As early as 1948, the Japanese created what is today called the Ministry of Trade, Economy and Industry (METI), with its official objective, to guide businesses on how best to make profit. The WTO may prohibit subsidies for exporters, but it does not debar the State from providing market intelligence to businesses. Market intelligence is much more than figuring out what can sell and where. It also is about effective knowledge management and making such knowledge available to businesses at nominal or no cost. Information is the most valuable resource of all for any business to make a handsome profit. Currently, businessmen pay through their nose for trade-related information. Systematising those links and helping set up institutional mechanisms for sharing of information would help Indian businesses go up the learning curve much faster. 

Even if we can persuade just one-tenth out of the two lakh researchers who work in our universities (according to the latest AISHE 2019 figures) to work on issues that lead to high material cost and low productivity in many sectors, we might be able to find a way towards a Rs 5-trillion economy. In the absence of such systematic intelligence, the learning curve for businesses remains flat. Even if they are aware of a problem that needs correction, they are rarely able to diagnose it correctly or come up with a workable solution. The State, of course, remains indifferent to such absence of learning.
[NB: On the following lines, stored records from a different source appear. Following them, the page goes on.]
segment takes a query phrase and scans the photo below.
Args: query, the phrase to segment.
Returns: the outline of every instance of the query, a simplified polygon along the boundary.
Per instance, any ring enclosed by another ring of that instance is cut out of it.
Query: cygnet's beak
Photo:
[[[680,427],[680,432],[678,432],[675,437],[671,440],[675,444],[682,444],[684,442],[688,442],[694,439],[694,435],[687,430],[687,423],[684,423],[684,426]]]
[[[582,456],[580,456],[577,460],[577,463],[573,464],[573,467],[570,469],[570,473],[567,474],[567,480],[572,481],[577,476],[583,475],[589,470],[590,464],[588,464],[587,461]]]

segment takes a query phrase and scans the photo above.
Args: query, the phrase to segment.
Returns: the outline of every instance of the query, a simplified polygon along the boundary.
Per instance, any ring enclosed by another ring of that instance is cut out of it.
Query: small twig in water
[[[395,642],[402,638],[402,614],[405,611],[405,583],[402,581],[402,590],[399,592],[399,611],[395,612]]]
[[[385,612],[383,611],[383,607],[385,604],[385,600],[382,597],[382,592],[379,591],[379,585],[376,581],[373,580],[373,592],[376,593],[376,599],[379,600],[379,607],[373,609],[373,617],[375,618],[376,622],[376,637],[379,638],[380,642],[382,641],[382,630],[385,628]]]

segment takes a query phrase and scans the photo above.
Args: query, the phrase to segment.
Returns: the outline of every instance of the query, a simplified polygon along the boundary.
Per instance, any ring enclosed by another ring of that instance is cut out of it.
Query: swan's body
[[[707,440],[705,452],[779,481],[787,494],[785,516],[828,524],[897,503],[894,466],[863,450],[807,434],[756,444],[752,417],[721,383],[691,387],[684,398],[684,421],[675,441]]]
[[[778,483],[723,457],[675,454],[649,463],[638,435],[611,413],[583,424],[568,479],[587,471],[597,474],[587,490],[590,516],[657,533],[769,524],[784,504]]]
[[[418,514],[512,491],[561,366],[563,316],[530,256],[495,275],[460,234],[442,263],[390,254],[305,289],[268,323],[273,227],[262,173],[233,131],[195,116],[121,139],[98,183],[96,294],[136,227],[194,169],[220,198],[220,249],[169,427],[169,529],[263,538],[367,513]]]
Intuition is not a good guide in such circumstances. Modern society is too complex for that. Only systematic research can help. Would, for example, the setting up of an exchange for gold help the jewellery business? To what extent and in what time-frame do the benefits outweigh the costs of setting up infrastructure for export inspection and phytosanitary certification of plants and plant products, India’s agriculture sector? What is the payback period for investment in artificial intelligence for small or medium-scale retail industry, is it worth their while to modernise?

Any researcher with some basic training can work on such issues and generate data for decision-taking. Today, what the State needs to do is to support work on such questions and to use the results as determinants for economic policy and to support business. It is societies that go up the learning curve fast that can become rich.